The expedition of Major Stephen H. Long a scientific exploration sent out by the Government ascended the Missouri to the present town of Council Bluffs, Iowa, in 1819. Long camped there for the winter, then moved south to the Platte and Red Rivers, entered Colorado, where members of his party made the first ascent of Pike's Peak, and returned to the Mississippi via the Red River. His expedition, following in the path of Pike, accumulated scientific data, and introduced the first steamboat to Kansas waters. The Western Engineer entered the mouth of the Kansas on August 10, 1819, and transported his party up the course for one mile. Here the mud left by flood waters made it necessary to turn back and continue up the Missouri.
A period of still deeper significance for the future of Kansas followed. In 1818 the Missouri Territory asked admission to the Union as a slave State; simultaneously, Alabama, also a slave State, asked admission. Alabama was admitted in 1819, balancing the power of the opposing factions, ii free and n slave States. The debates over Missouri resulted in the Missouri Compromise, passed February 17, 1820, providing that Missouri should be admitted as a slave State, but that all future States west of the Mississippi and north of 36 and 30' should be free. On August 10, 1821, Missouri was admitted under the terms of the compromise and the question of slavery shifted to the territory west of the Mississippi, where it was to flare anew in Kansas. Two years later the boundary between Missouri and Kansas was definitely fixed.

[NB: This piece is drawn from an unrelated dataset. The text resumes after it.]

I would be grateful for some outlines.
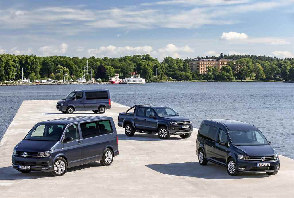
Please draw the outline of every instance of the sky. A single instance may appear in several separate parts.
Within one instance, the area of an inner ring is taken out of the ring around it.
[[[0,54],[294,57],[294,0],[0,0]]]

Thomas Hart Benton, Senator from Missouri, began in Congress his championship of western development in 1824, only to meet with opposition such as the following from Daniel Webster: "What do we want with this vast and worthless area, of this region of savages and wild beasts, of deserts, of shifting sands and whirlwinds, of dust, of cactus and prairie dogs; to what use could we ever hope to put these great deserts, or those endless mountain ranges, impenetrable and covered to their very base with eternal snow? What can we ever hope to do with the western coast, a coast of 3,000 miles, rockbound, cheerless, uninviting and not a harbor in it? Mr. President, I will never vote one cent from the public treasury to place the Pacific Coast one inch nearer Boston than it is now."